My Favorite Things(カセットデッキ篇・その17)
いまのヨーロッパのオーディオマニアがどうなのかはなんともいえないが、1970年代のヨーロッパのオーディオマニアは、少なくとも日本のオーディオ雑誌で取り上げられる人を見る限り、バランス感覚を大事にしているように思われた。
それはオーディオマニアだけでなく、ヨーロッパのオーディオメーカーからも感じとれたことだけに、テープデッキへのバランスを欠いたお金のかけ方は、
その理由を知りたいところだったが、その答(らしきものであっても)を知る人は、周りにはいなかった。
その理由をずっと考え続けてきたわけではないが、時々思い出しては、どうしてだったのだろうかと思いはした。
いまも、これといえるほどの答はわかっていないが、CDが普及して、アナログディスクでも発売されていなかった古いライヴ録音が登場するようになった。
多くは放送局が録音したものなのだが、稀にヨーロッパの聴き手がFM放送をエアチェックしたテープが、マスターになる例がある。
その頃のヨーロッパのFM事情がどうだったのかは、全く知らない。
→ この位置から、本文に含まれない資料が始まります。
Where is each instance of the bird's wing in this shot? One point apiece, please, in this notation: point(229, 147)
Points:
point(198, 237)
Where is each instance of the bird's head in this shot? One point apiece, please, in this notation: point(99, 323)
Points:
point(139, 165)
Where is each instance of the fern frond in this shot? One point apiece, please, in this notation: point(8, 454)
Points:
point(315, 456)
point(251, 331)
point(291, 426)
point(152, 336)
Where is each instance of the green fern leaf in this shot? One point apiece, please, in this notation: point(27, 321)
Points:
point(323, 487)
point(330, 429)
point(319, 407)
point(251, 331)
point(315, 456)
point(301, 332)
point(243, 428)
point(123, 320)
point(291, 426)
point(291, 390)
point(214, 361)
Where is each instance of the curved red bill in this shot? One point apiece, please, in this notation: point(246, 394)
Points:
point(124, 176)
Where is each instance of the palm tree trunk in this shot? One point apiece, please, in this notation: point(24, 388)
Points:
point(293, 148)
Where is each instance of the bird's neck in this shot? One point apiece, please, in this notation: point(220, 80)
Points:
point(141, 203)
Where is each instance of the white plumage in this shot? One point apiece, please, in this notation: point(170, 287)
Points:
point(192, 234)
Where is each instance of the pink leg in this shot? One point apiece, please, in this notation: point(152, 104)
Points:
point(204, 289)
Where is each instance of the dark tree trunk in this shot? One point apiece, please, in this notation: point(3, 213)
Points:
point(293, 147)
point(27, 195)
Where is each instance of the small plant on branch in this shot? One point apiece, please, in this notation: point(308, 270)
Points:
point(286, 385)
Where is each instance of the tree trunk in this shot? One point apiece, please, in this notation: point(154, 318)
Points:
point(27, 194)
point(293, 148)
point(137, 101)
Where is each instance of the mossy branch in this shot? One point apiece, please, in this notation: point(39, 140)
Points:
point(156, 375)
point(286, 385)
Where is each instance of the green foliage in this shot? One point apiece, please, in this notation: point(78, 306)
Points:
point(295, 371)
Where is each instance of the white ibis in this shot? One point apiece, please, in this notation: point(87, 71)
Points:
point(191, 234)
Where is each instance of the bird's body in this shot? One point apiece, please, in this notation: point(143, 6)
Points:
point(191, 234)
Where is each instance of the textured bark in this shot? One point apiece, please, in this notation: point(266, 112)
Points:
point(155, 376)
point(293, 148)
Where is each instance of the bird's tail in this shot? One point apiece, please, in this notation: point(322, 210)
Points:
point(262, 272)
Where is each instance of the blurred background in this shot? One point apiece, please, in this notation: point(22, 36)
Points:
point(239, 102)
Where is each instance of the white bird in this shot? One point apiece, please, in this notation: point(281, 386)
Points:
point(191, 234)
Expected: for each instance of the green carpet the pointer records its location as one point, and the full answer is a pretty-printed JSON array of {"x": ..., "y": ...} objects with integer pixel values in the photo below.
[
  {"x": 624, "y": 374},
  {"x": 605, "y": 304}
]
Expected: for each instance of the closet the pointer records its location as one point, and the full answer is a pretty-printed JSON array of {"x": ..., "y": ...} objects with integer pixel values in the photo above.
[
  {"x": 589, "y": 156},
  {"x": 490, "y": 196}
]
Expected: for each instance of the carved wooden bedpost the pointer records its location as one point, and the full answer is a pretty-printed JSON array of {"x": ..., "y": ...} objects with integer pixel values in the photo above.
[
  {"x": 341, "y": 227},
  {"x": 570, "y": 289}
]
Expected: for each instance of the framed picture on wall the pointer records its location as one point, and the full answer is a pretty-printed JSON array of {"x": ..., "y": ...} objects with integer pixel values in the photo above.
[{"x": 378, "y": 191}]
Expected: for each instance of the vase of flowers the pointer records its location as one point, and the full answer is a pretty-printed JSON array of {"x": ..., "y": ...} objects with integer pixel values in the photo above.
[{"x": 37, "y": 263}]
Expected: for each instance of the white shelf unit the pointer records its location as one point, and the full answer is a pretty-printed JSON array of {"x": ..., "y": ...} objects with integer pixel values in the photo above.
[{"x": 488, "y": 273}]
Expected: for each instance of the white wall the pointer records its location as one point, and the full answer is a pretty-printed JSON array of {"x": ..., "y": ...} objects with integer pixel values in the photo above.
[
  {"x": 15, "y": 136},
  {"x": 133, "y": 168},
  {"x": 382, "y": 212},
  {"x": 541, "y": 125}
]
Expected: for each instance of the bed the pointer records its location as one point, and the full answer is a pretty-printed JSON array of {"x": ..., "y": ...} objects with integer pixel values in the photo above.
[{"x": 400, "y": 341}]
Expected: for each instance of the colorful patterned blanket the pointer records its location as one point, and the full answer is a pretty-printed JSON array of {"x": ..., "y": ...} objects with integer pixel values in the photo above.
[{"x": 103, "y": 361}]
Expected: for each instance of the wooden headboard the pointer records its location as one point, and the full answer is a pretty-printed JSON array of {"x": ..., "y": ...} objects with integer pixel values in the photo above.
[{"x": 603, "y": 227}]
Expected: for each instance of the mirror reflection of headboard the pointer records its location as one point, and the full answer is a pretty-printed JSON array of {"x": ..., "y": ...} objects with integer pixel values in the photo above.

当時のオーディオ雑誌にも、そういった記事は載っていなかった(少なくとも私は読んでいない)。
私が当時住んでいた熊本は、NHKだけしかなかった。民放のFM局は、隣の福岡にはあっても熊本にはなかった。
東京だって、その当時の民放のFM局は東京FMだけだった。
アメリカはすごいと聞いていた。けれどヨーロッパはどうだったのか。日本よりは良かったのではないだろうか。
ヨーロッパには、さまざまな音楽祭が開催されている。そのライヴ中継は、どのくらいの頻度だったのか。
多かったのか少なかったのか。
多かったのではないかと思うのは、ヨーロッパのオーディオマニアがテープデッキを重視していることからだ。
その視点から、B&OのBeocord 8000、その上級機のBeocord 9000を見ると、そういうことだったのか、と私だけなのだろうが納得がいく。